Indeed, Democrats say they’re still concerned about enforcement of labor reform and that monitoring Mexico’s implementation is a top priority. The expert witnesses at Tuesday’s hearing noted the persistently low wages for Mexican laborers, and the challenge of improving legitimate worker representation in unions there. Unions in Mexico are often used just to benefit employers, and labor organizers face the threat of violence. One witness, Gladys Cisneros from the Solidarity Center, explained how some companies hire violent “goons” to stop employees from challenging their higher-ups.

It is critical to understand that Mexico's stubbornly low wages are the intentional outcome of policy and practice. They're enforced by an industrial relations system that denies Mexican workers their right to freedom of association, and robs them of their ability to demand better pay and better working conditions.
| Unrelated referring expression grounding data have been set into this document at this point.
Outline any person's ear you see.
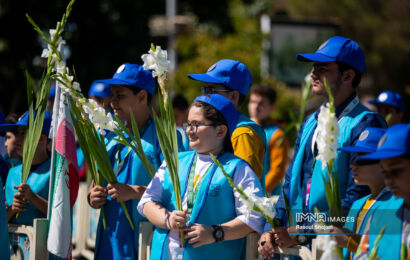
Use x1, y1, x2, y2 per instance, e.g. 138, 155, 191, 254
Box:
216, 125, 228, 139
342, 69, 355, 84
136, 90, 148, 104
230, 91, 240, 107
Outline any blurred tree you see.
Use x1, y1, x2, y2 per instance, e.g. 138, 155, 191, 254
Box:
284, 0, 410, 118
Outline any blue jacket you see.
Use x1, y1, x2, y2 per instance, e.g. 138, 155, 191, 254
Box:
5, 158, 51, 225
94, 119, 161, 260
0, 178, 10, 260
275, 94, 386, 227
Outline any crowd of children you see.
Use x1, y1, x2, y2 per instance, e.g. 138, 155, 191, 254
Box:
0, 35, 408, 260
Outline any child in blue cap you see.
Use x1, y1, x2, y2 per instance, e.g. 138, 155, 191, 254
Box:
329, 127, 396, 258
88, 63, 163, 259
369, 90, 404, 127
5, 110, 52, 226
352, 123, 410, 259
188, 59, 267, 189
138, 94, 265, 260
88, 80, 113, 113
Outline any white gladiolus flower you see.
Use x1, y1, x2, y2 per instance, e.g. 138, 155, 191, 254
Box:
256, 197, 276, 219
316, 103, 339, 169
305, 73, 312, 84
41, 48, 50, 58
315, 235, 341, 260
49, 29, 57, 39
72, 82, 80, 91
141, 45, 170, 78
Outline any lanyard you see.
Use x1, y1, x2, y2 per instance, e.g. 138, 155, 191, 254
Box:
113, 144, 132, 175
311, 96, 360, 156
186, 154, 213, 214
112, 118, 151, 175
356, 187, 389, 231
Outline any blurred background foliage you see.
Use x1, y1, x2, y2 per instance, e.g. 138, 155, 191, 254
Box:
0, 0, 409, 144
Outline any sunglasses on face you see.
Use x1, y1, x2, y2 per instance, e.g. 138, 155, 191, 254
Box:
200, 86, 232, 95
353, 158, 380, 166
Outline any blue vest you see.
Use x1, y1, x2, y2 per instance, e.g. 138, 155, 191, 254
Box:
237, 113, 267, 188
262, 124, 282, 195
151, 151, 255, 260
5, 158, 51, 226
95, 119, 161, 260
288, 102, 372, 221
343, 189, 396, 259
360, 196, 404, 260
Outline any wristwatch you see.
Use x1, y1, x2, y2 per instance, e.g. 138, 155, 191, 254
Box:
295, 234, 308, 245
212, 225, 224, 242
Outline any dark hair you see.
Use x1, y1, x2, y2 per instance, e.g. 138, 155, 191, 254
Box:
190, 100, 233, 153
337, 62, 362, 89
172, 94, 189, 111
122, 85, 153, 105
217, 85, 246, 107
250, 85, 277, 104
5, 113, 18, 124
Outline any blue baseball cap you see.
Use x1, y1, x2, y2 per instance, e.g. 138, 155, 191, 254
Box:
0, 110, 52, 136
359, 123, 410, 160
369, 91, 404, 112
49, 85, 56, 99
97, 63, 156, 95
194, 94, 239, 136
88, 81, 112, 98
339, 127, 386, 153
188, 59, 253, 95
297, 36, 366, 73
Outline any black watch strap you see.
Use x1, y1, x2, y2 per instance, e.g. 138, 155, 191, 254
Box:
212, 225, 224, 242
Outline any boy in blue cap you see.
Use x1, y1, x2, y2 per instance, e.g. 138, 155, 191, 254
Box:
329, 128, 395, 258
5, 111, 52, 226
188, 59, 267, 187
88, 80, 113, 113
369, 90, 404, 127
88, 63, 163, 259
258, 36, 386, 257
352, 123, 410, 259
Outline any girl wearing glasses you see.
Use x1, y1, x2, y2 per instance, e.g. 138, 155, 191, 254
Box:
138, 94, 265, 259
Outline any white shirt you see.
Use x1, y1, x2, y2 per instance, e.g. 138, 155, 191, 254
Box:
137, 153, 265, 259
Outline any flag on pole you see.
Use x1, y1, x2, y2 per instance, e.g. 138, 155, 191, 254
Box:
47, 83, 80, 259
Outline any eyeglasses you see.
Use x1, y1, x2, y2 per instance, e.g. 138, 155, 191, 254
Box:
182, 122, 217, 133
201, 86, 232, 95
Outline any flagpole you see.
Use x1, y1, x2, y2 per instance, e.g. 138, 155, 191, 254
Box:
47, 77, 62, 220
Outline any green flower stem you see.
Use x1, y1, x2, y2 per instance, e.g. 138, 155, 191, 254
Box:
210, 154, 278, 228
112, 109, 156, 178
152, 85, 184, 246
70, 99, 134, 230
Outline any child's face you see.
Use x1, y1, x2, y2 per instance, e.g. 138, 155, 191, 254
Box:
248, 94, 274, 121
350, 159, 384, 186
14, 126, 26, 157
110, 85, 142, 122
5, 131, 20, 159
376, 104, 403, 127
381, 156, 410, 199
186, 106, 226, 154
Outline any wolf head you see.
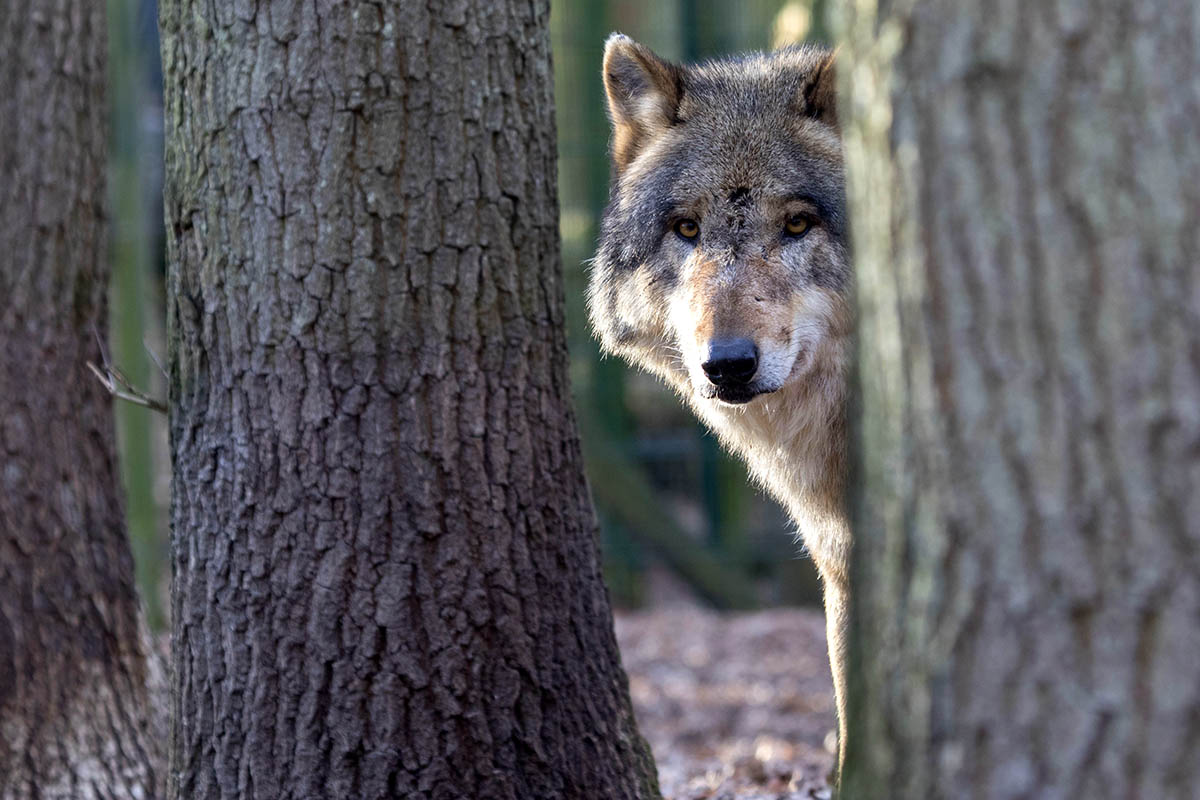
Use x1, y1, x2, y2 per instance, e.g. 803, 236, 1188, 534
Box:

Gladys Cisneros, Solidary Center Mexico Director 

While Mexican workers are paid approximately a tenth of what American workers make, lawmakers expressed hope a trade deal with better, and enforceable, labor standards could move towards a more level playing field between these two countries – raising wages in both countries in the process.

These concerns would indicate substantive changes are still necessary before House Democrats are willing to vote for the USMCA. Republicans are asking for a vote, but Democrats want to see improvements in labor and enforcement language, not to mention changes to language on a handful of other issues, before that happens.

The Trump administration aims to push it for approval this summer, but there is not a clearly established timeline due to concern over enforcement tools, labor and environmental protections, Mexico’s availability of resources to complete the reform, and – of course – the continuing threat of President Trump’s 5% tariff on Mexican imports that he raised over immigration demands.

This post was prepared by AAM interns Isabel Hayes, Joseph Swindal and Luke Ferguson.